Pulmonary vein isolation (PVI) is a cornerstone of catheter ablation in patients with paroxysmal atrial fibrillation (PAF), and balloon-based ablation has been recently performed worldwide. Ablation using the second-generation cryoballoon (CB2) (Arctic Front Advance(TM), Medtronic, MN, USA) is useful for PVI; however, there is some debate concerning the optimal freezing time and number of cycles after PVI is achieved.

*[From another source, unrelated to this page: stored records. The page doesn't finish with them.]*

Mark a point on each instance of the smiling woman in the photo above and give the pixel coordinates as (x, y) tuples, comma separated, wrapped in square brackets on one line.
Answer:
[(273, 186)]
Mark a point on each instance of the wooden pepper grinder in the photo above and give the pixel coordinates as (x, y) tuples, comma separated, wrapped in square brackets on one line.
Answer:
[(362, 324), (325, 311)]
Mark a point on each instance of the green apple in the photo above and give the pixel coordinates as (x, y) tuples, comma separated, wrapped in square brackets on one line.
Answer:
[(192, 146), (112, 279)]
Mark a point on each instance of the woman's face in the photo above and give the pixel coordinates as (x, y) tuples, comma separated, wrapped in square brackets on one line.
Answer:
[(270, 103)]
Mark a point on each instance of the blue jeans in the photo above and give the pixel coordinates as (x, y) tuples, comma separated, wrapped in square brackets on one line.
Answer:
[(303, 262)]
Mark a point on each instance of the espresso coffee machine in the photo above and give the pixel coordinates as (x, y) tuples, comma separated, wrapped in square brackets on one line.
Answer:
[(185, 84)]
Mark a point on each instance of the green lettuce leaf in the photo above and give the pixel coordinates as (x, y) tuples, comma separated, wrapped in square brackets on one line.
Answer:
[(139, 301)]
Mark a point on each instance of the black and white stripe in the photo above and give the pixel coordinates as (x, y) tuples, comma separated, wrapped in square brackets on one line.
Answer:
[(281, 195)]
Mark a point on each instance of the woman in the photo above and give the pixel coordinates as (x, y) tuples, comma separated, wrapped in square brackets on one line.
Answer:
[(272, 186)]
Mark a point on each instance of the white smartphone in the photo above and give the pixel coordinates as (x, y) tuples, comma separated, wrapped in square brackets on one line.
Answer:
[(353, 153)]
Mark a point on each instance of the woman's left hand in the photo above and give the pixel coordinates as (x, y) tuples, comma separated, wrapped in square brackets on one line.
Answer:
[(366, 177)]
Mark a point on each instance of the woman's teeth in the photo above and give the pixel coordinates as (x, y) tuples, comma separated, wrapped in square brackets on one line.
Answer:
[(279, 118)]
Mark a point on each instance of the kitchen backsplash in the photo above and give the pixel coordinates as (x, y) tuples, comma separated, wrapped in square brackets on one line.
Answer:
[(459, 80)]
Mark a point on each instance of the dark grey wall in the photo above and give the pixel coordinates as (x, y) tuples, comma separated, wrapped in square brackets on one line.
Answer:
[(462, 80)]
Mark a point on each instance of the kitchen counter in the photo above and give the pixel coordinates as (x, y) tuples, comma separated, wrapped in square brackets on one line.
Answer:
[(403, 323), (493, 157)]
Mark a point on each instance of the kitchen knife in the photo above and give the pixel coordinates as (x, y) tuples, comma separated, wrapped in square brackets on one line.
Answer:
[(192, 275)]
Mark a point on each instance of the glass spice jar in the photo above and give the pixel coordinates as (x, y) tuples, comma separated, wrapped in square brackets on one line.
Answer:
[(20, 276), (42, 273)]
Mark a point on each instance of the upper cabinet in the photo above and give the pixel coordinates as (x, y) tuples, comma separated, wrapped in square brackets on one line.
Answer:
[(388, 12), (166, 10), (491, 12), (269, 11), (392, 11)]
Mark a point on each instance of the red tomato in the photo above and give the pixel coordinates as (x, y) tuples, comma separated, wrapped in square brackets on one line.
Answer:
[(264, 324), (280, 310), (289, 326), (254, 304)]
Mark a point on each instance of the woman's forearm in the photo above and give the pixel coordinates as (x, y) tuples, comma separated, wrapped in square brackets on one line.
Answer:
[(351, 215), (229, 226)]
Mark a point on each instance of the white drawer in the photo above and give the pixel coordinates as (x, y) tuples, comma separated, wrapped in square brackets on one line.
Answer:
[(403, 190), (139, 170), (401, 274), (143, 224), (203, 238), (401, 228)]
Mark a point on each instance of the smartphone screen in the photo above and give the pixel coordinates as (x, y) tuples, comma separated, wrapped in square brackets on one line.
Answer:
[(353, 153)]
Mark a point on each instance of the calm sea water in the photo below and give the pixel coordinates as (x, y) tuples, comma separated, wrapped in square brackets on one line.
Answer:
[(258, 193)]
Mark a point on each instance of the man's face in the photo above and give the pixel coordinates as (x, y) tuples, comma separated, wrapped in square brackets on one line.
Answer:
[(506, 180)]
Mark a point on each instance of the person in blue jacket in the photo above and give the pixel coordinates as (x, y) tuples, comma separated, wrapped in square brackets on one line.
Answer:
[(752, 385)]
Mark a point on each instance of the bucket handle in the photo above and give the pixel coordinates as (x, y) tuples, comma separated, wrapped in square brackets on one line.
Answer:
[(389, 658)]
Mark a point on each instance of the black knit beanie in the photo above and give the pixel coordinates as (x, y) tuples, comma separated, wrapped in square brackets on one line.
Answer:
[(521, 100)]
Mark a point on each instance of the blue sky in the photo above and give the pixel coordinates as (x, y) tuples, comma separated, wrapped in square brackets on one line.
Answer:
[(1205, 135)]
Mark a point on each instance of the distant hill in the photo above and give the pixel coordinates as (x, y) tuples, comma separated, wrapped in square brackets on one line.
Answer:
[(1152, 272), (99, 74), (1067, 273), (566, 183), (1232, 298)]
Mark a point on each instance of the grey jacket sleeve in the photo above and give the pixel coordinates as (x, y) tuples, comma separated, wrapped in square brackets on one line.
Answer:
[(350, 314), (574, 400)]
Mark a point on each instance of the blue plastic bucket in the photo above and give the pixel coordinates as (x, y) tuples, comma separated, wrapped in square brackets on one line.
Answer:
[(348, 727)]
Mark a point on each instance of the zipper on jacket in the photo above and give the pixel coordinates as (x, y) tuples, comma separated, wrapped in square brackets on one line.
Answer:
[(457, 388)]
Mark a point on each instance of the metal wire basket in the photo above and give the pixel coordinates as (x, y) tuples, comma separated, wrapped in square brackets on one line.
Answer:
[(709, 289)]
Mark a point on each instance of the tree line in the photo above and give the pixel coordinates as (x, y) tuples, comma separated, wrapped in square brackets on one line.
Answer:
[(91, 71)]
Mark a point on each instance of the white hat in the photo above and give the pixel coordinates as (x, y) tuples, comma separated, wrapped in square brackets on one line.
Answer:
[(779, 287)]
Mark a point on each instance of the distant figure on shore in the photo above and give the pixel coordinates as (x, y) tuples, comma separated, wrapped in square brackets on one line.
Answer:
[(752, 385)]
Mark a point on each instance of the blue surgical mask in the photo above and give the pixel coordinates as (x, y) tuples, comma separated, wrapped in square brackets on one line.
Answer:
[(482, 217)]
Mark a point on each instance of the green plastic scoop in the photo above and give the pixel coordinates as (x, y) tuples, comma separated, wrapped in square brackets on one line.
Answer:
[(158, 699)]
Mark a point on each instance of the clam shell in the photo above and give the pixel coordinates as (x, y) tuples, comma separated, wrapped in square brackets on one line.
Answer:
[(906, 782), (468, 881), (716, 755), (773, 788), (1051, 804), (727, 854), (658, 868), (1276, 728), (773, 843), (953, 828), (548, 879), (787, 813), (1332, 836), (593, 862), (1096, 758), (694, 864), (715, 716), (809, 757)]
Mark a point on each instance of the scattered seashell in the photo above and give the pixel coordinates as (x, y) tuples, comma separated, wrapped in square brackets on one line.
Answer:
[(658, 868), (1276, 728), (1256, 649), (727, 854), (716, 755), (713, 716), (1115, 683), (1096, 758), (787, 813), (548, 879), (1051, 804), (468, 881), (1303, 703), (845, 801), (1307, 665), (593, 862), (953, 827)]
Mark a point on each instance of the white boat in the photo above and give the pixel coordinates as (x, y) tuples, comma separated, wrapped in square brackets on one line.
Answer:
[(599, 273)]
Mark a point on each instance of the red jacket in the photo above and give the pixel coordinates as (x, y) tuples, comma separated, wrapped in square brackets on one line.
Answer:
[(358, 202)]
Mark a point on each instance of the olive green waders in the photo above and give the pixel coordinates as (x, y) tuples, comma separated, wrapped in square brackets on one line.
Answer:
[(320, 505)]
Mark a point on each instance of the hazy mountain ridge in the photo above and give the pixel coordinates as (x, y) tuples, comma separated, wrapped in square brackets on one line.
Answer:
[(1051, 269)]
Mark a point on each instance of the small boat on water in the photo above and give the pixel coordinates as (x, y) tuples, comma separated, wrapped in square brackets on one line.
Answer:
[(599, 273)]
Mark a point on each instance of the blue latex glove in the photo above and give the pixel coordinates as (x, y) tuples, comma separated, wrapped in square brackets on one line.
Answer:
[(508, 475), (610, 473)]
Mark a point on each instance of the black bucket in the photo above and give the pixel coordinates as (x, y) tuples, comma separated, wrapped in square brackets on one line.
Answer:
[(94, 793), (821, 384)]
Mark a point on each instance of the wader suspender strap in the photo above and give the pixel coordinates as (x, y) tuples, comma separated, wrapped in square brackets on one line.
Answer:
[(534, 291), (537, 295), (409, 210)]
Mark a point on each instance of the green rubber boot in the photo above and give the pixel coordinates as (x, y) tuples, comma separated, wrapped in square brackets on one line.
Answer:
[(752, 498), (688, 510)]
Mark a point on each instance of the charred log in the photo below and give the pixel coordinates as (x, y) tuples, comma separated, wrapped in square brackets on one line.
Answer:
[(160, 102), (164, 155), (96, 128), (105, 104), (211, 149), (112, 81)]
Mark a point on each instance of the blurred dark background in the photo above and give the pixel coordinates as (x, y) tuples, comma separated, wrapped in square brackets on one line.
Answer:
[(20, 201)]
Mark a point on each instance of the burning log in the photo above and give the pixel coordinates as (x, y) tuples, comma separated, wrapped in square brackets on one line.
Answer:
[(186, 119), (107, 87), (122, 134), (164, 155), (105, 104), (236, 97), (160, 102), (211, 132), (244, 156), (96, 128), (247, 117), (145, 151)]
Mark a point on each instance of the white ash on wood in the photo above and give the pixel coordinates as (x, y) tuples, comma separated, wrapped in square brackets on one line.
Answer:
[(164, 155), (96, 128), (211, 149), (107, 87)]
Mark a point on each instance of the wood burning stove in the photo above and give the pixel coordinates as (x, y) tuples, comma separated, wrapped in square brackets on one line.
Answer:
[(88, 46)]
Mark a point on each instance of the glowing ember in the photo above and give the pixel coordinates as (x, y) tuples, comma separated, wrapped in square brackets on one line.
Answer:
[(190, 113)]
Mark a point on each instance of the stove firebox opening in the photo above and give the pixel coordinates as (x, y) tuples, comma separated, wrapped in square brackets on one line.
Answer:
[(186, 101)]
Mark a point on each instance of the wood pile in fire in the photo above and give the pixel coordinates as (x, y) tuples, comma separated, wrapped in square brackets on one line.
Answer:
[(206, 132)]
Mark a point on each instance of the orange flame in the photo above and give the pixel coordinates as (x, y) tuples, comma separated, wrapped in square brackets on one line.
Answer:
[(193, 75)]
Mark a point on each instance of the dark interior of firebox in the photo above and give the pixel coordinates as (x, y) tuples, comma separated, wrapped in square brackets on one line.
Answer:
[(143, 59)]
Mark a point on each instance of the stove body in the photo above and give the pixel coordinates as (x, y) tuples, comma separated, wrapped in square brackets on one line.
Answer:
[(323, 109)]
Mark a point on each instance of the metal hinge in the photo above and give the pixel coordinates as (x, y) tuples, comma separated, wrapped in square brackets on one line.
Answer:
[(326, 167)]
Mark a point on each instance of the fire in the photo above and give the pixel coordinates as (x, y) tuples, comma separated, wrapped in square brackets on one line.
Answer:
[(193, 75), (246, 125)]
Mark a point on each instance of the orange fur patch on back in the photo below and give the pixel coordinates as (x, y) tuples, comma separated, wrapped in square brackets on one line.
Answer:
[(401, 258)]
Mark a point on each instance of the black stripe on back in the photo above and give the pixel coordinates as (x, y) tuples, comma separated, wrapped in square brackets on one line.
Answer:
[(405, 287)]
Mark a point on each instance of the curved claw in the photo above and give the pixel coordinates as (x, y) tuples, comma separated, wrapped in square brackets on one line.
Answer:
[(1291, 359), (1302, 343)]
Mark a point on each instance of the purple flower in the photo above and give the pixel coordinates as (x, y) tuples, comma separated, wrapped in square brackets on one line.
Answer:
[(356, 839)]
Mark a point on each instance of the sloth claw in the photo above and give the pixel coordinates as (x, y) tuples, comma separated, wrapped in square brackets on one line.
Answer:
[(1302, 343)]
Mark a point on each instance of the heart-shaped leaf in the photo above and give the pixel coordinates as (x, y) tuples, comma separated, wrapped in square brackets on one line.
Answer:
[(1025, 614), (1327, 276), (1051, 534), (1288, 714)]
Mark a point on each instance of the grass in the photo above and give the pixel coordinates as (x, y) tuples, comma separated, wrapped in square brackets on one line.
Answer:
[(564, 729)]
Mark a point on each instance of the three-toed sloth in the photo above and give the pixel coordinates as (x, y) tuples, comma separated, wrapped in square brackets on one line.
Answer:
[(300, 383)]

The AD-Balloon study was designed as a prospective, multicenter, randomized clinical trial to evaluate the optimal strategy (freezing cycles) of CB2 ablation (UMIN Clinical Trials Registry UMIN000020130). The main objective of this study is to investigate the need for an additional freezing cycle after PVI in patients treated with CB2 ablation. Patients will be randomly assigned in a 1:1 ratio to treatment with additional freezing (AD group) or without additional freezing (non-AD group). In the AD group, 3 min of additional freezing time will be applied in all pulmonary veins after PVI is confirmed at the previous freezing cycle. In the non-AD group, no additional freezing will be applied in all pulmonary veins after PVI is confirmed. The primary endpoint of this study is the occurrence of atrial tachyarrhythmias within a 1-year follow-up period. We will enroll 110 consecutive patients with PAF. We will also investigate the usefulness of delayed-enhancement magnetic resonance imaging to assess the ablation lesions caused by CB2 ablation.
The results of this study are currently under investigation.
The AD-Balloon study would assess the need for an additional freezing cycle after PVI is achieved. Our findings may contribute to further improvement of the CB2 ablation procedure.